The standard argument I find for this seems to go as following: say $\Psi(\vec{x},t)$ is a quantum state of a spinless particle. Born rule asserts that for a given $\vec{x}_0, t_0$, the number $|\Psi(\vec{x}_0, t_0)|^2$ should be interpreted as the probability of detecting the particle in position $\vec{x}_0$ at time $t_0$. So $\Psi$ induces a probability density, and we should have $\int_V{|\Psi(\vec{x},t_0)|^2}dV=1$. So we're dealing with square integrable functions (w.r.t. to the Lebesgue measure over $R^3$), that form a Hilbert space (with the inner product $\langle\Psi_1,\Psi_2\rangle=\int_V{\Psi_1^*\Psi_2}dV$).
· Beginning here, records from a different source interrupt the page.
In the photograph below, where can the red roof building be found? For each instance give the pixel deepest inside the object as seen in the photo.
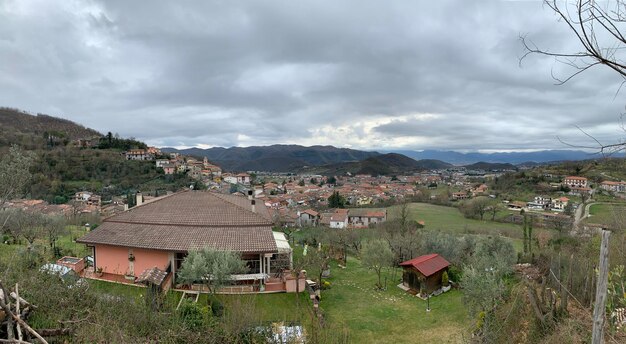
(423, 274)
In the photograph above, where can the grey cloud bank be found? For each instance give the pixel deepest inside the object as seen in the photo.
(360, 74)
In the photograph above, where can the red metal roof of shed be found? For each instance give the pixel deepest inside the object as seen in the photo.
(427, 264)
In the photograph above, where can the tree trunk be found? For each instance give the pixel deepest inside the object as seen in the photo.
(601, 291)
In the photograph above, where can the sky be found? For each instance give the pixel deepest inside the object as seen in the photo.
(374, 75)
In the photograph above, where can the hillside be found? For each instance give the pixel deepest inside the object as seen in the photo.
(515, 158)
(36, 131)
(385, 164)
(275, 158)
(60, 169)
(488, 166)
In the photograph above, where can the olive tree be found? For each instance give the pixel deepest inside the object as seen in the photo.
(211, 268)
(376, 255)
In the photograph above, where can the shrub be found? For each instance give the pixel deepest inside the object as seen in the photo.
(193, 315)
(217, 307)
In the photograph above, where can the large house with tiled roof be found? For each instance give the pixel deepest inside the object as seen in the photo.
(159, 235)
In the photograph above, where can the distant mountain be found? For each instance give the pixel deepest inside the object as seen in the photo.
(32, 131)
(385, 164)
(515, 158)
(275, 158)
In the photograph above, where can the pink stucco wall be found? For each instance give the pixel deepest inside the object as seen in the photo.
(114, 259)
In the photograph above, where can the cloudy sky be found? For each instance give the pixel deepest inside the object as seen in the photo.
(361, 74)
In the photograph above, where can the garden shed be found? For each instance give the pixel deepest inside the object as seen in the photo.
(423, 274)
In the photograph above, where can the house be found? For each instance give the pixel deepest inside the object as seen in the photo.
(161, 162)
(161, 233)
(540, 203)
(516, 205)
(339, 220)
(243, 178)
(424, 273)
(169, 168)
(613, 186)
(138, 154)
(88, 198)
(460, 195)
(575, 182)
(559, 204)
(363, 217)
(308, 218)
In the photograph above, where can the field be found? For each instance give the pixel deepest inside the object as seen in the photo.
(390, 316)
(449, 219)
(605, 213)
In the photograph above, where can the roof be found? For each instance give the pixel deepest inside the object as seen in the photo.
(367, 212)
(311, 212)
(189, 220)
(155, 276)
(427, 265)
(575, 178)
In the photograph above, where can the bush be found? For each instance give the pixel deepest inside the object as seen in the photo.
(193, 315)
(217, 307)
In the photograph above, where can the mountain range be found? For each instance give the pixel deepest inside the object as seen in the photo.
(515, 158)
(275, 158)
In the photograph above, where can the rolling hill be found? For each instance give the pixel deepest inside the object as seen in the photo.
(385, 164)
(275, 158)
(34, 131)
(515, 158)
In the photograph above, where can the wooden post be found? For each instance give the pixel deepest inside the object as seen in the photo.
(601, 290)
(17, 312)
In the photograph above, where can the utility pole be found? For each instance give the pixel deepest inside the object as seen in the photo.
(601, 290)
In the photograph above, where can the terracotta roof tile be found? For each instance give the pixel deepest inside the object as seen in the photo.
(189, 220)
(428, 264)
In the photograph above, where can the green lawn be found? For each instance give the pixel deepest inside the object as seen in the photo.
(390, 316)
(605, 213)
(450, 219)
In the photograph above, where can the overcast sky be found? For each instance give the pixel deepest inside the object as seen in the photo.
(361, 74)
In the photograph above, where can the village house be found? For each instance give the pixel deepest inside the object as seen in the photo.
(460, 195)
(308, 218)
(575, 182)
(540, 203)
(339, 219)
(161, 162)
(613, 186)
(138, 154)
(160, 234)
(88, 198)
(424, 274)
(362, 217)
(559, 204)
(169, 168)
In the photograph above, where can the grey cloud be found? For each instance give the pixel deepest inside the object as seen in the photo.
(232, 73)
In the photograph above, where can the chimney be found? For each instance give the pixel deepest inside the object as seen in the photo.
(139, 198)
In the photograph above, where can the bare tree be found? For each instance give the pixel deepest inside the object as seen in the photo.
(14, 175)
(599, 28)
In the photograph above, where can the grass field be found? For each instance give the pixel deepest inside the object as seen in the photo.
(605, 213)
(390, 316)
(449, 219)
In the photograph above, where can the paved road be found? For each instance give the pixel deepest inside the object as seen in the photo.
(581, 212)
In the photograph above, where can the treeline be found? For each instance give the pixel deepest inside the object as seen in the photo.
(58, 174)
(110, 141)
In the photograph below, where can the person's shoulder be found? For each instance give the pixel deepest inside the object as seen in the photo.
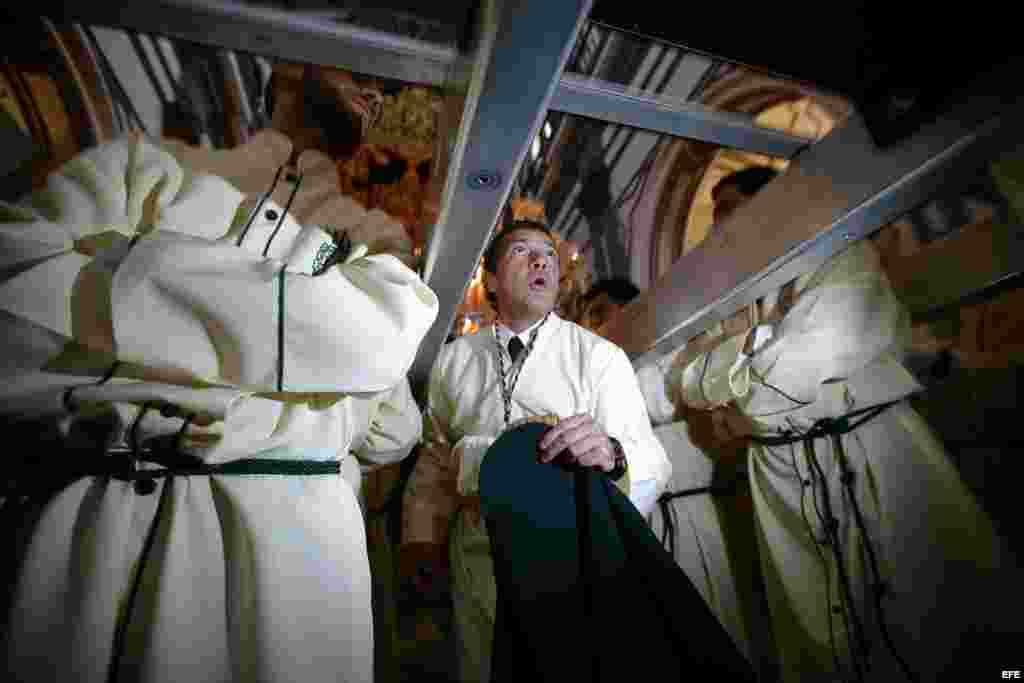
(466, 345)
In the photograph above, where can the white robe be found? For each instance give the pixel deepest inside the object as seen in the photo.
(944, 568)
(570, 371)
(250, 578)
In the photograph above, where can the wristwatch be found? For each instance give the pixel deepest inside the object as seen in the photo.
(619, 471)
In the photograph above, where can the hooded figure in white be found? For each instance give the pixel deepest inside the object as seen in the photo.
(167, 303)
(905, 526)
But... all that was for a fixed $t_0$. Actually, the result of an "inner product" $\langle\Psi_1(\vec{x},t),\Psi_2(\vec{x},t)\rangle$ is a function $t\mapsto z\in C$. In what sense do the "full" quantum states ($\Psi(\vec{x},t)$, as a functions of both space and time), form a Hilbert space?

It doesn't seem to me that considering direct-sums $\oplus_{t\ge0}\mathscr{H}_t$ or tensor-products $\otimes_{t\ge0}\mathscr{H}_t$ (where $\mathscr{H}_t$ is the Hilbert space of all the possible quantum states at time $t$) leads anywhere (the temporal restriction imposed over $\Psi$ by the Schrödinger equation complicates things, and the inner-products make no physical-sense to me in this context).

The approach I find somewhat sensible, is to rely on the fact that the said function $t\mapsto z\in C$ is actually constant (I think so at least, based on the continuity equation for probability currents), so we can construct an inner product by canonically assigning this constant complex value to $\langle\Psi_1(\vec{x},t),\Psi_2(\vec{x},t)\rangle$). But I couldn't find a hint for such construction anywhere, which leads me to the conclusion that I'm missing something very basic somewhere. What am I missing? What is, explicitly, the Hilbert space to which quantum states belong?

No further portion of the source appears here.